I am not sure that I have felt such an overwhelming bounty of feelings at any other one point in my life, as i do now! Oh the paradoxes in parenting!
It’s 11:10pm, my husband is deep in Africa for work and my children are deep in dreamland. Everything seems to have right sized itself after a few unruffled hours alone. The debris from the day has begun to settle and I am just me. Me and God.
In the last pre bed hour, i’ve dashed between baby and toddler…. a mouth of butternut mush here, a real live tea party gone wrong on the bed there, pacifying a screaming baby here, calming down a spinning princess there…. with cats meowing for food in-between and a steaming cup of hopeful coffee quickly becoming a cold concept.
I know that the cliched remedy at ‘crazy hour’ is for a glass or ten of wine… and I truly do get it (more than ever with two littles) but I actually find the most powerful reset button is quietly standing over my sleeping children and breathing in the perspective that only these moments can give: Miraculously, monster sized threenagers become little three year olds again and tiny babies appear a little longer than they did the day before. Seeing my children’s innocent chests rise and fall and kissing their little squished beaks and cheeks is like drinking in a concoction of love and awe… sometimes spiked with a dash of ‘I will do better tomorrow’.

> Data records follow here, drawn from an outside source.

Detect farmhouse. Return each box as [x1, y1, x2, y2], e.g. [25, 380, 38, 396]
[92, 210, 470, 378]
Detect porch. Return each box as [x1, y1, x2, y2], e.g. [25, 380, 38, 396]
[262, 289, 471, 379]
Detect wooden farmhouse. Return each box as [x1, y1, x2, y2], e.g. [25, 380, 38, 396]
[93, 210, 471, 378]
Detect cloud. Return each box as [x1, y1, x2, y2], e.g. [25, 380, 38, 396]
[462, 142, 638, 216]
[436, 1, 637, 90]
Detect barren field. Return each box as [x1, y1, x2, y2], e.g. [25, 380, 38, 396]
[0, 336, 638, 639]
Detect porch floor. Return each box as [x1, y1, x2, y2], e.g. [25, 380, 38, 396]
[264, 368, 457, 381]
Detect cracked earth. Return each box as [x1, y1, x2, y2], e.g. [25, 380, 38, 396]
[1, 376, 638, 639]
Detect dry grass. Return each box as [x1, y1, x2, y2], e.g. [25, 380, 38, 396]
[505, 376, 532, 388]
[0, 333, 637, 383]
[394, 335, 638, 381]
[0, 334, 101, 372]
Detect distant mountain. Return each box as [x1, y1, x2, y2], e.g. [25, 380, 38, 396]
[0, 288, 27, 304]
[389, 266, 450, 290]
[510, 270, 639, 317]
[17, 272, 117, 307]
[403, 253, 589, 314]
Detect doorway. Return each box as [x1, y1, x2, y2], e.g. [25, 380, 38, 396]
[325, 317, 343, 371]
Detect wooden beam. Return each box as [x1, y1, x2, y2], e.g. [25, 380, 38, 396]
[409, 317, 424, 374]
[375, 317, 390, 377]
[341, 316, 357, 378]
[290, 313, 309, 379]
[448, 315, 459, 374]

How could my day have possibly felt so difficult… I mean I’m not running a country? I’m just taming a whirlwind whilst trying to clean up active volcanos with an earbud… pffft!! But in all seriousness, it’s not just about spilt milk! I often wonder how such a short person who has only been around for 3 summers can push me to lose my patience like no south african taxi driver has ever done? It’s far easier when you can dress them in what you want and shovel pureed food into little mouths that can’t chat back. Im realising two things fast – my patience has not been perfected (I might need to add long suffering, and a couple other fruits into that basket too) and perhaps I sometimes hold a miniature magnifying glass too close to the investment. I have to remind myself that parenting is not a sprint. If it were then I would need to deal more harshly with the fact that many days don’t produce an obvious ‘win’… but at the same time I need to continually invest an imperative daily dose of effort,values and responsibility, as if i were parenting just for today. I see you, paradox. Each day interminably adds up!
Then there are those glorious days that I proudly wear my red cape to bed… and only I know it. I bask not merely in having ‘done’ it all but in having found depth, hugs, breakthro and perspective in the doing. I’m fuelled when I see my toddler respond well, completing the day with sincere & thoughtful little chats about life, by torchlight. I’m fuelled when I have managed to get my baby octopus curled back into his foetal position and i’ve created a healthy meal to enjoy with my husband… at a reasonable time. The simplest things have become so meaningful.
We mustn’t be too quick to place black dots or even gold stars on each other or on our own parenting. It’s great to encourage and take leaves from each others books BUT our family stories are all in progress and the fruit of our parenting is not yet fully revealed in a perfected puzzle… or sealed in a toddlers tantrum. Sometimes we win, sometimes we lose but it’s so much better to link arms and move forward together with our collective eyes fixed forward and upwards on what is really important.
When I stand alongside both my babies beds, I can often sense God close to me offering grace as I exhale and new mercies that come free with each new day. I feel like He has already started giving me new coordinates and keys which help to reach deeper into my children’s hearts to ultimately unlock His unique destiny for them.
Theres no mistaking it, parenting can be really hard! Good parenting, even harder. I’m not talking about simply procreating, making a living to put a roof over their heads and adding some meaty education. I’m talking about being present, conscious and active in thoughtfully hand-rearing future spearheads, character-filled trailblazers, secure pioneers, fearless innovators, loving groundbreakers, thoughtful world changers, sincere explorers and humble bushwhackers in whichever area of life that may be, whether front or backstage. And of course some kale laden ‘lollipops’ on the side won’t hurt either 🙂
I find it equally sobering and liberating to remember that my children have been given to me by God. They are so close to His heart and His love far exceeds my mortally flawed love. It’s this same love that gently guides, corrects and washes over me, both as a parent under His watch and as a child in His fatherly embrace.
I love how Isaiah 49:11 speaks about God ‘….gently leading those that have young‘. So beautiful. I need it! I need Him each day!
And so I can rest easy tonight because tomorrow holds fresh starts and bright capes or caught tears… and tonight holds a million little kisses on two precious little sleeping heads that I have the honour of loving.